Ana Carolina – Essa dispensa de vistoria é muito complicada no sentido de que ela pode mascarar conflitos que são comuns na Amazônia e que não são detectáveis por satélite. O satélite mostra que determinada área estava sendo cultivada desde uma certa data, mas ele não mostra quem era o responsável por aquele cultivo. Conhecer todo esse processo é extremamente importante em um contexto em que a grilagem está muito presente e onde os conflitos pela terra também. Essa Lei vem também para ampliar a política de regularização fundiária fora da Amazônia. Entendemos que tudo isso deveria ser submetido a um debate mais amplo. As medidas facilitadoras de regularização fundiária pensadas pela Lei 11.952 [de 2009], que é a lei original, se basearam no fato de que a Amazônia é um lugar extremamente precário no sentido de acesso a mercados e ao escoamento da produção. Pelo fato de os pequenos produtores terem uma série de dificuldades de logística, isso justificaria, então, uma política pública de fixação na terra que facilite a vida deles e poderia se pagar pouco pelo título. Mas, quando a gente estende essa política para vários outros biomas que não enfrentam essas dificuldades, serão oferecidas facilidades que foram pensadas para um contexto de precariedade a quem não vive essa precariedade. Está se abrindo mão, assim, de um patrimônio público. Não sabemos nem quanto de patrimônio público estaria sendo entregue por preços muito abaixo de mercado. O impacto disso para a União, seja social ou patrimonial, não foi mensurado. Esse é um debate que tem que ser aprofundado.
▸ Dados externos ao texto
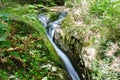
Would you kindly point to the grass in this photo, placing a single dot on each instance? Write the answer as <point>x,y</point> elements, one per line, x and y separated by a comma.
<point>100,29</point>
<point>24,46</point>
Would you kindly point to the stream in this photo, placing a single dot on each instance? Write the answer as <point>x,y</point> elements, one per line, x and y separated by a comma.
<point>50,32</point>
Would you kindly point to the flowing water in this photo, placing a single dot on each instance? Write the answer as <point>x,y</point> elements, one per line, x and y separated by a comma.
<point>50,31</point>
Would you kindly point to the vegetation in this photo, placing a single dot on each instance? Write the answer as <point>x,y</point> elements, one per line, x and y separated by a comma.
<point>91,36</point>
<point>25,52</point>
<point>95,24</point>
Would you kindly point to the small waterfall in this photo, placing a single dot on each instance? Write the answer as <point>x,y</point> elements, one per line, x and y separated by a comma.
<point>50,30</point>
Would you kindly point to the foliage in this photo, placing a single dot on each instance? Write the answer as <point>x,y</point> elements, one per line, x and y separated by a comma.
<point>24,47</point>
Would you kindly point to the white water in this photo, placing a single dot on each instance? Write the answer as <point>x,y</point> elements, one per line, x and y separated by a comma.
<point>50,30</point>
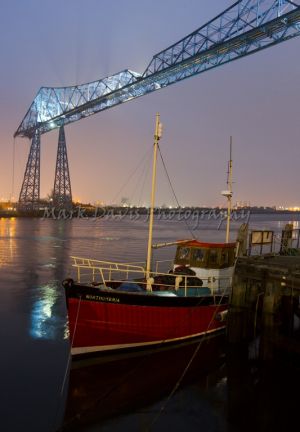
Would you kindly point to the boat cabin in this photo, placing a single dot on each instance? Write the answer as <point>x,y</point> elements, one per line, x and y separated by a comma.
<point>212,262</point>
<point>205,255</point>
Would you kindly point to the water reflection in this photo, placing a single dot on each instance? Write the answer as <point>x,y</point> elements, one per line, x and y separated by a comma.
<point>45,323</point>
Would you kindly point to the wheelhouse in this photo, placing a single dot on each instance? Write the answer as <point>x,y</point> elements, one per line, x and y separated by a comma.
<point>205,255</point>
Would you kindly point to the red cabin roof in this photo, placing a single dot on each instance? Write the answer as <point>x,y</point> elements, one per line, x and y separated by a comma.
<point>196,243</point>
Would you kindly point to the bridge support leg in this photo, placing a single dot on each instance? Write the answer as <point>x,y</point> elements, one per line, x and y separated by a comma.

Escolhas – Por toda a sua experiência acumulada na região amazônica, podemos afirmar que desmatamento, crime organizado e corrupção é tudo a mesma coisa?

Ana Carolina – São processos interrelacionados. Hoje, conseguimos observar que os infratores ambientais se organizam de modo estruturado, com pessoas exercendo funções específicas dentro de uma organização. Por exemplo, a pessoa que quer grilar uma terra pode contratar uma segunda pessoa para ser um capataz. Essa pessoa vai contratar efetivamente quem vai fazer o desmatamento. Além disso, vai ser contratada uma outra pessoa em nome de quem vai ser feito o CAR [Cadastro Ambiental Rural] ou o cadastro de imóvel rural no Incra [Instituto Nacional de Colonização e Reforma Agrária], para que o nome do efetivo grileiro não apareça. Esse grileiro pode corromper, eventualmente, agentes estatais, sejam eles ambientais ou fundiários. Com isso, a expectativa é sempre obter ganhos a partir do exercício de atividades econômicas dentro da área grilada e desmatada. Esse quadro já caracteriza uma forma típica de organização criminosa porque pessoas diferentes, em funções diferentes, estão todas voltadas para um objetivo comum: apropriação privada do patrimônio público.